Choosing a Scripting Language In Windows XP
Windows Script Host doesn’t care whether you use VBScript, JScript, or some other scripting language. All the objects are available to any language, and in most situations, you can choose to use the language with which you are most comfortable. In this book, we use VBScript. You can actually mix languages in the same program.
VBScript is a major subset of Visual Basic. If you know Visual Basic, there is little that you can’t do in VBScript. One of the biggest differences is that VBScript has only Variant variables. You simply use Dim and the variable name; you can’t add a variable type because they are all the same. You can find documentation of VBScript at http://msdn.microsoft.com/library/en...riVBScript.asp.
Here is a short script, called Folders.vbs, that shows some of the elements of a script written in VBScript:
Option Explicit
Dim objWSShell
Dim strMsg
Dim intCtr
Set objWSShell = WScript.CreateObject("WScript.Shell")
WScript.Echo "Your desktop is " & objWSShell.SpecialFolders("Desktop") _
& vbNewLine
strMsg = "All your special folders are:" & vbNewLine
For intCtr = 0 To objWSShell.SpecialFolders.Count - 1
strMsg = strMsg & objWSShell.SpecialFolders.Item(intCtr) & vbNewLine
Next
WScript.Echo strMsg
The script starts with an Option Explicit statement, which tells the VBScript interpreter to need you to use a Dim statement for every changeable in the script.

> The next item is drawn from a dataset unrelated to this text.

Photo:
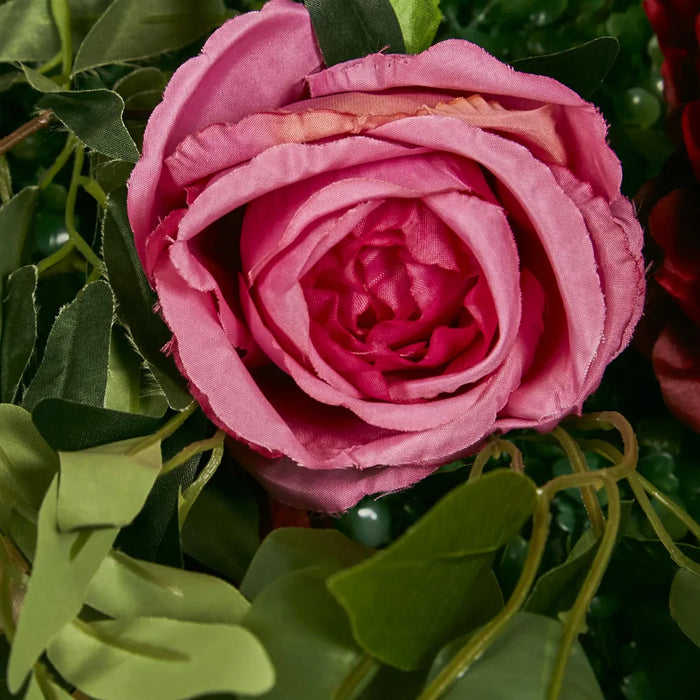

This helps to avoid errors from misspelled variable names and is accepted as good programming practice.
The Set statement creates a WScript Shell object, which is used to access the special folders. One of the properties of the Shell object is the SpecialFolders object. The SpecialFolders object lets you retrieve the path and file name of any of the special folders on your system. For example, this script retrieves the path specification of the Desktop folder, as shown in Figure 1 below.
Figure 1. Folders.vbs initially displays the location of your Desktop folder.
The next section of the script, the For…Next loop, displays the folder paths of all the special folders. This section demonstrates a technique that makes scripts work well with both Wscript and Cscript. Instead of putting a WScript.Echo statement inside the loop, we add each result to the strMsg string and then display this string after the loop is finished. When run with Cscript, the results are the same. However, when run with Wscript, accumulating the results into a string and using one WScript.Echo statement means that one dialog box is displayed for the entire loop (as shown in Figure 2), rather than one dialog box for each special folder.
Figure 2. For…Next loop builds a string that is displayed in a single dialog box.